In the OPSB’s Property Development Strategy, the district currently has 13 spaces they categorize as vacant or “swing spaces” which cost them $772k to maintain in 2022. 59% of costs come from 19 “Tier 4 schools” – that is, those with the highest per square foot repair costs. In their strategy, OPSB highlights four options for these properties: sell the property, lease it, “swap” the property with the City of New Orleans or some other public entity that would benefit the district, or keep the property. Some of the criteria for keeping one of these properties include (their emphasis included), “No regular flooding or other environmental issues” and “minimum capacity of 350 students; ideal capacity of 500 students or more.” If a property is kept, they first see if it can be used as a “swing” space for housing schools under renovation, “short-term leased for activities aligned with our mission”, or leased long-term for community benefit. If a school was closed because it does not fit within the criteria outlined, that would allow the school district to potentially sell a highly valuable property to offset the costs in their capital plan that are not entirely funded if the millage is renewed.
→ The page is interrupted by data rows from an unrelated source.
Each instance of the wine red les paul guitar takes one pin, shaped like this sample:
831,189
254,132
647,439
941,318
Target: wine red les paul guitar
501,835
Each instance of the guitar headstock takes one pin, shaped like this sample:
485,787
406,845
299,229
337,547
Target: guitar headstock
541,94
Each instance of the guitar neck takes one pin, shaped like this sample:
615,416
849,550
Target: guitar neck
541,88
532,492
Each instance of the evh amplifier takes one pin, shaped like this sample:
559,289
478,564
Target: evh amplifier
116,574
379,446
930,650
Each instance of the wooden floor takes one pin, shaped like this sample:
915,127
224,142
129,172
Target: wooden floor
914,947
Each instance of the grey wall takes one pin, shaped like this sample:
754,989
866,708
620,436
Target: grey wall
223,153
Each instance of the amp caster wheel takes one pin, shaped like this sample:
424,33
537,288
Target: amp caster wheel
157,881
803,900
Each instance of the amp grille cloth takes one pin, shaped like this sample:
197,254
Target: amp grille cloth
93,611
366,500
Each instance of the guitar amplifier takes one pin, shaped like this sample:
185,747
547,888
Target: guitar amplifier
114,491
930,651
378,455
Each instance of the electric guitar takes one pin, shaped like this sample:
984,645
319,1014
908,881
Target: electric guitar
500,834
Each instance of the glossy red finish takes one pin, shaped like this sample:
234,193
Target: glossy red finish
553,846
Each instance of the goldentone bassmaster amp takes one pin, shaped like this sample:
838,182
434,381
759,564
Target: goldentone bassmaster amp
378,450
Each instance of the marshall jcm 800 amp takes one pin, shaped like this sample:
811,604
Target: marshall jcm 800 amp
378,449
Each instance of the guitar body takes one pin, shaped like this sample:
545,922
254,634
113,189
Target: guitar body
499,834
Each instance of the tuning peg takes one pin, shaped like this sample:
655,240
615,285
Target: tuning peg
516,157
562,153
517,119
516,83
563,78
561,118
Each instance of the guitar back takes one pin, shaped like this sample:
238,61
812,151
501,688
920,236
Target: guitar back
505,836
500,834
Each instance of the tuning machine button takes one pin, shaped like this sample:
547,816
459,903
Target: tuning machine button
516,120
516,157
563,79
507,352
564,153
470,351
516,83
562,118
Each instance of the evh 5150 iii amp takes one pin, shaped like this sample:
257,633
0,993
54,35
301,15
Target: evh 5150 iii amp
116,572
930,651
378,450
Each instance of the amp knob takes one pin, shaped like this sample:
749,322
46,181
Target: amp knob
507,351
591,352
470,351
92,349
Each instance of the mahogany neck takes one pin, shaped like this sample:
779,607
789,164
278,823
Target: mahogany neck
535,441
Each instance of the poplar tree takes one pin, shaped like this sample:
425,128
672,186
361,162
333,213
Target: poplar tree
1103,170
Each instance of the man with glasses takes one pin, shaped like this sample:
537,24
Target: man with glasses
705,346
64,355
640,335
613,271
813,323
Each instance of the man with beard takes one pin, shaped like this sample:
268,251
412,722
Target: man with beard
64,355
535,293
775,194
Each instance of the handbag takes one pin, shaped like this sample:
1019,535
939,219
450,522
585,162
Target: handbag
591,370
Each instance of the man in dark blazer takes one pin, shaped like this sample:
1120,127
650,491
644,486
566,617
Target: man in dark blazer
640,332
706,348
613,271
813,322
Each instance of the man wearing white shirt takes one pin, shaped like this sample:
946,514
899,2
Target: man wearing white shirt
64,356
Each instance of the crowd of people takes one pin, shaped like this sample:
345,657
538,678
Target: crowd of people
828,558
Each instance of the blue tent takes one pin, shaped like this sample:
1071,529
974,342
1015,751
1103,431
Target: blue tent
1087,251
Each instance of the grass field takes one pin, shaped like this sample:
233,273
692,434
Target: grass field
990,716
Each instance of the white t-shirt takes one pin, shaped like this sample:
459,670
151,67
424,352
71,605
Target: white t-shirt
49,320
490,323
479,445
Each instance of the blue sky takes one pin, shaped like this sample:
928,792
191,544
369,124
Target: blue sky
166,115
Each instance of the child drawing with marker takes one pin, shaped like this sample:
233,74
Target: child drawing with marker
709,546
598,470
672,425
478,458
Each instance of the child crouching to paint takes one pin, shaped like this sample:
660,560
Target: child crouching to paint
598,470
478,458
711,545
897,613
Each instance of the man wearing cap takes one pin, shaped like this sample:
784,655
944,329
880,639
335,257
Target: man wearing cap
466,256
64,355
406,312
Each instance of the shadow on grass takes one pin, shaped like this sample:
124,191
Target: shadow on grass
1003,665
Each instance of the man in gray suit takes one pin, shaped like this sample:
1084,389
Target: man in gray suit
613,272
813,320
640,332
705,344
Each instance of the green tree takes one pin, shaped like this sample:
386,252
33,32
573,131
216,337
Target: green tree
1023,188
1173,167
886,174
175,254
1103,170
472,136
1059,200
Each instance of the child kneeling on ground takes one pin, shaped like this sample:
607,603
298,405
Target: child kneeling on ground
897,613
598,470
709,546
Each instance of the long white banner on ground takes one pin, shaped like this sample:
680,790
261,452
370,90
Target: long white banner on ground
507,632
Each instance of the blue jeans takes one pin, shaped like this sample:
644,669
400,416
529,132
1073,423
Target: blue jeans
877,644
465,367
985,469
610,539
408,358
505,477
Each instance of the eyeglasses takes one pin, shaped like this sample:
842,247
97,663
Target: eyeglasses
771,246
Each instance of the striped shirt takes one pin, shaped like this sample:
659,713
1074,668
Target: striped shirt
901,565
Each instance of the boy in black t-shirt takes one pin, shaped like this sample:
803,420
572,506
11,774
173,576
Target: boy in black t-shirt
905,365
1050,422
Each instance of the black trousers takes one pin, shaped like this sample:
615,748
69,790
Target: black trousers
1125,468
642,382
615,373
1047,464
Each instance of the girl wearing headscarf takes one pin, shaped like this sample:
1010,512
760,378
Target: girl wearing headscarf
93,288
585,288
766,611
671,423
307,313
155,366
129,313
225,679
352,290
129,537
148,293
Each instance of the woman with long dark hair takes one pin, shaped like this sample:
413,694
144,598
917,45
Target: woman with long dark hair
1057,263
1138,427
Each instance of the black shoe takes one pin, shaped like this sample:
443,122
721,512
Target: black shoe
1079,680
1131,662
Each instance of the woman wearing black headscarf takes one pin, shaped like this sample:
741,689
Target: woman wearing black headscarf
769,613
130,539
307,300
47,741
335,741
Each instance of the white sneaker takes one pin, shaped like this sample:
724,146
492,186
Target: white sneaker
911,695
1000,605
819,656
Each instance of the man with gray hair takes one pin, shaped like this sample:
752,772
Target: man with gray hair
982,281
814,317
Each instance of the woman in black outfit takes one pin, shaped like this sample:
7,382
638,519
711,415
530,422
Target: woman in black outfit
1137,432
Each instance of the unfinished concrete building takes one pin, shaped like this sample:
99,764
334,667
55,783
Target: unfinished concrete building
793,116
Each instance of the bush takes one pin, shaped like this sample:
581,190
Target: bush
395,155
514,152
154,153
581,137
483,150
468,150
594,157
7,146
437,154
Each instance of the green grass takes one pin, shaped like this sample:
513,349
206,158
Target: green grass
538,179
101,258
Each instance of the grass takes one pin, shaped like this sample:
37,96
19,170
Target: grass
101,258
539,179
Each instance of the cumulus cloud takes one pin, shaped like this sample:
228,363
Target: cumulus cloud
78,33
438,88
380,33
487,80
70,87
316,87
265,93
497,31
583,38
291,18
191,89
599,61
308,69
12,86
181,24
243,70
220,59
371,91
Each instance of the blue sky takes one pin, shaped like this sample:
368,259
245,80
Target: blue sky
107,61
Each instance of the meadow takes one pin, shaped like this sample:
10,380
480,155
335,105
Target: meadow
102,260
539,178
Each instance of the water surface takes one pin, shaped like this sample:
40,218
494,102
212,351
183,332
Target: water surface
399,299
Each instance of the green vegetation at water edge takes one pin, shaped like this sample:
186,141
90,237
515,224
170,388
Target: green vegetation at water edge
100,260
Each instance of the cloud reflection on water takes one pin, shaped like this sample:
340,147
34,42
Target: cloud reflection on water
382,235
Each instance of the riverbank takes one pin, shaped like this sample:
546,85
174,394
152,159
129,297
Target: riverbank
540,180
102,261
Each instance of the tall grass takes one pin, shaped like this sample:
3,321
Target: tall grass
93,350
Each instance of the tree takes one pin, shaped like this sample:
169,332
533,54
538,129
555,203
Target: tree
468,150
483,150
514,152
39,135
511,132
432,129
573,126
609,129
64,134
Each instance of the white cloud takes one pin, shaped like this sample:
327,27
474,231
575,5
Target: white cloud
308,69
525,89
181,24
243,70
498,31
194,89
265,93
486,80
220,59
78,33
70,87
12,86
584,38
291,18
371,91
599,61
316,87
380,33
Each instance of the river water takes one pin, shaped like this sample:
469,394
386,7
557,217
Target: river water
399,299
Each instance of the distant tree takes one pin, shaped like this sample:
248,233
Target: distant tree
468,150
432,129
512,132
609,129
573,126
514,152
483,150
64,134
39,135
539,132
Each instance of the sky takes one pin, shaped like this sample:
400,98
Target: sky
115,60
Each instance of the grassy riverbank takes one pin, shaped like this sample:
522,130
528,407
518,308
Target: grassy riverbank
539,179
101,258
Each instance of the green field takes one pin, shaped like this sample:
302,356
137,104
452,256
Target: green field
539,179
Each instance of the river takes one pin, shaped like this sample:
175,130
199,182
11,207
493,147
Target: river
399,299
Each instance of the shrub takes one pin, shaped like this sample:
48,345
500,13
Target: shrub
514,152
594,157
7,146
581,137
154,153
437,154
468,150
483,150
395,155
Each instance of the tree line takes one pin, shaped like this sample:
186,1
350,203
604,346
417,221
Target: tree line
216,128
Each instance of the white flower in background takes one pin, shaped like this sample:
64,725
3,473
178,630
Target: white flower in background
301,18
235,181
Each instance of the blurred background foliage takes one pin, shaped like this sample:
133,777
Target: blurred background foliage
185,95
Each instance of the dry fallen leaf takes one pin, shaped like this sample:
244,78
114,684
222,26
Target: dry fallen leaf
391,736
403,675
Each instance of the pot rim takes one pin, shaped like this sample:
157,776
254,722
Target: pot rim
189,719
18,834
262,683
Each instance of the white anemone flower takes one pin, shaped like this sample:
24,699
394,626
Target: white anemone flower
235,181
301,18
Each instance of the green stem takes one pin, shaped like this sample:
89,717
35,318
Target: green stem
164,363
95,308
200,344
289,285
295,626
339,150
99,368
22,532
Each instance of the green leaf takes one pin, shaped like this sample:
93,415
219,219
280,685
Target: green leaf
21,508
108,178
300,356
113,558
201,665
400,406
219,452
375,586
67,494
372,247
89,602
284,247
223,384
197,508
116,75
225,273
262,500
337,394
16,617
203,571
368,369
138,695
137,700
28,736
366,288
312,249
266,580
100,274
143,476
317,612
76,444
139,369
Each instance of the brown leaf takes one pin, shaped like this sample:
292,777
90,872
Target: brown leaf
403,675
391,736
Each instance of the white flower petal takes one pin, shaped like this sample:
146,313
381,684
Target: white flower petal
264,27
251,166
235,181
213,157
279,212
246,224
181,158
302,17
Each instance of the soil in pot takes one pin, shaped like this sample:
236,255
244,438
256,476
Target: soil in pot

The OPSB has been considerably limited in its duties since the introduction of the all-charter school system in New Orleans, with its current list of duties limited to hiring a superintendent, setting the budget for the school district, voting on industrial tax exemptions, collecting sales taxes, rolling millage rates forwards or back, and overseeing real estate owned by the school board. Dr. Avis Williams was hired as superintendent in 2022 in part due to her experience closing public schools in Alabama. Since her hiring, there have been a number of school “consolidations” lined up, including the closing of the historic “red brick” school Homer Plessy in the French Quarter, which was reversed after facing pushback from parents and teachers. We’ve seen urgency from the Jefferson Parish Public School Board to sell off newly consolidated schools to private real estate developers, and many fear Dr. Williams and the real-estate industry friendly members of OPSB may do the same.
While charter networks reap all the rewards of public tax dollars, they do not pay rent nor cover major maintenance and repairs of the public facilities they are using. If the school board continues its “right sizing” of schools and its related facilities, this means more money available for improvements to the remaining schools within the school district that cost less to maintain.
A “yes” vote would renew the existing 4.97 mills property tax for twenty years for repairs, maintenance, and upgrades. A “no” vote would allow the current millage to expire on Dec 31, 2024 unless another millage is proposed next year.